Throughout our history, impeachments—particularly of Presidents—have been rare. Moreover, in Judge Walter Nixon's case, the Supreme Court made clear its extreme wariness of intruding on powers of impeachment entrusted solely to Congress. As a result, impeachment proceedings against a President will inevitably raise questions of constitutional law that have not been definitively, specifically resolved by judicial precedent or past practice of the House. This leaves room for interbranch negotiation. But it does not allow the President to seize on specious arguments, cobble them together, and use them in an effort to justify the unjustifiable: a Presidential direction that all House subpoenas be entirely defied under all circumstances. Such unyielding Presidential obstruction of an impeachment inquiry is plainly wrong. When the House investigates impeachable offenses, the President cannot cover up his misconduct by holding hostage all evidence contained within the Executive Branch. The Judiciary Committee made this clear in President Nixon's case and reaffirms that principle today.
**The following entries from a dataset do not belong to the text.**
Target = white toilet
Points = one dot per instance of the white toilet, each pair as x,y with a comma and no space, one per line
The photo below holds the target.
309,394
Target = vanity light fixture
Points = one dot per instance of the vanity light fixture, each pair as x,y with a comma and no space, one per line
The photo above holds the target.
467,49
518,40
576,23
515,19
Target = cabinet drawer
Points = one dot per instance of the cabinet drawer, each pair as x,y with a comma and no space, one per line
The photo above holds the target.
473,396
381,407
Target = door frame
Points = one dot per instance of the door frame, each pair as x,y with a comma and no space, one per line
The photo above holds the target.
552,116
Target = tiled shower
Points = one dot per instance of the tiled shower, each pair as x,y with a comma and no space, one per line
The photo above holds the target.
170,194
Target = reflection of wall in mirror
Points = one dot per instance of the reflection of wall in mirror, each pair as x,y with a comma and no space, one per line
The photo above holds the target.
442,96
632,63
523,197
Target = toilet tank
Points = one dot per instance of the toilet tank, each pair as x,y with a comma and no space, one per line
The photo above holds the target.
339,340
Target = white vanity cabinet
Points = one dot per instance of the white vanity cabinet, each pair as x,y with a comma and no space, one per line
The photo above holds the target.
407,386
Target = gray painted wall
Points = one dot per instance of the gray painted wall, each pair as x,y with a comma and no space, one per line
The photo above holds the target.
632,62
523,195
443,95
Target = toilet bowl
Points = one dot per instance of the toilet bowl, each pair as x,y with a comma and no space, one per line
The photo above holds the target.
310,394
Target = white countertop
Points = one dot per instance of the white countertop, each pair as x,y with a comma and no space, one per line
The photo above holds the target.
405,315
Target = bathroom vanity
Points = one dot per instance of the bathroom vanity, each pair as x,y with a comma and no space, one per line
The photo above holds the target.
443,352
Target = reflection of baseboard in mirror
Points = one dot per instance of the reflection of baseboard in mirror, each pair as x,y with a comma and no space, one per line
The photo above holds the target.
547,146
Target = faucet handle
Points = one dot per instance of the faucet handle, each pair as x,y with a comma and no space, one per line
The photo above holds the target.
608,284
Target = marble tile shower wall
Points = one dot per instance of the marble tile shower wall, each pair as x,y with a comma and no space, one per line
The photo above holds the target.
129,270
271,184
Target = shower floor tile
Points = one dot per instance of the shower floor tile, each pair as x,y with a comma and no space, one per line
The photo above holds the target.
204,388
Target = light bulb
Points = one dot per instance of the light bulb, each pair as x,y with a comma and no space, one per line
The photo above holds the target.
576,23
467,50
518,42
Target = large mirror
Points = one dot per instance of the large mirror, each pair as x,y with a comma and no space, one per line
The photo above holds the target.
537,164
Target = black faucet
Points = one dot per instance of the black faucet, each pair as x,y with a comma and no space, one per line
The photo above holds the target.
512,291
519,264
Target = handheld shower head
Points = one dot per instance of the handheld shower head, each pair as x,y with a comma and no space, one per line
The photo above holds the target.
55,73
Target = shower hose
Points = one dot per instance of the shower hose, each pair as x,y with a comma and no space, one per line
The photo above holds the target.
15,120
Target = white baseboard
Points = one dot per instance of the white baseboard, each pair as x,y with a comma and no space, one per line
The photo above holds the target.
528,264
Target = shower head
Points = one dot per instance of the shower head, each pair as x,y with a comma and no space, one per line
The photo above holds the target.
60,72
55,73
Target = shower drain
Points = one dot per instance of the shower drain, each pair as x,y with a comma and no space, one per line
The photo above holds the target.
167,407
Simply put, there are lines that a President cannot cross in an impeachment inquiry. Those lines exist to ensure that the Impeachment Clause can serve its fundamental purpose as a safeguard for the people of the United States. In comprehensively obstructing this House impeachment inquiry, President Trump crossed every one of these lines. He did so without any valid cause or excuse. He must therefore be impeached, lest future Presidents follow his example and persist in corruption, oppression, and abuse of power with little risk of discovery or accountability.

3.Judicial Review is Unnecessary and Impractical Here

It has been suggested that the House cannot impeach President Trump for obstruction of Congress without seeking judicial enforcement of the subpoenas that he has ordered be defied. This claim is mistaken as a matter of constitutional law, precedent, and common sense.

As already explained, the Constitution vests the House—rather than the President or Judiciary—with "the sole Power of Impeachment." That "sole Power" includes the investigatory powers that the House has invoked in serving subpoenas as part of the current impeachment inquiry. This Committee therefore concluded in President Nixon's case that it would frustrate the constitutional plan for the House to depend entirely on the Judiciary to enforce subpoenas in impeachment proceedings.[2] That would risk making the House subservient to courts in matters where the


  1. Cf. id.
  2. Committee Report on Nixon Articles of Impeachment (1974) at 210-212.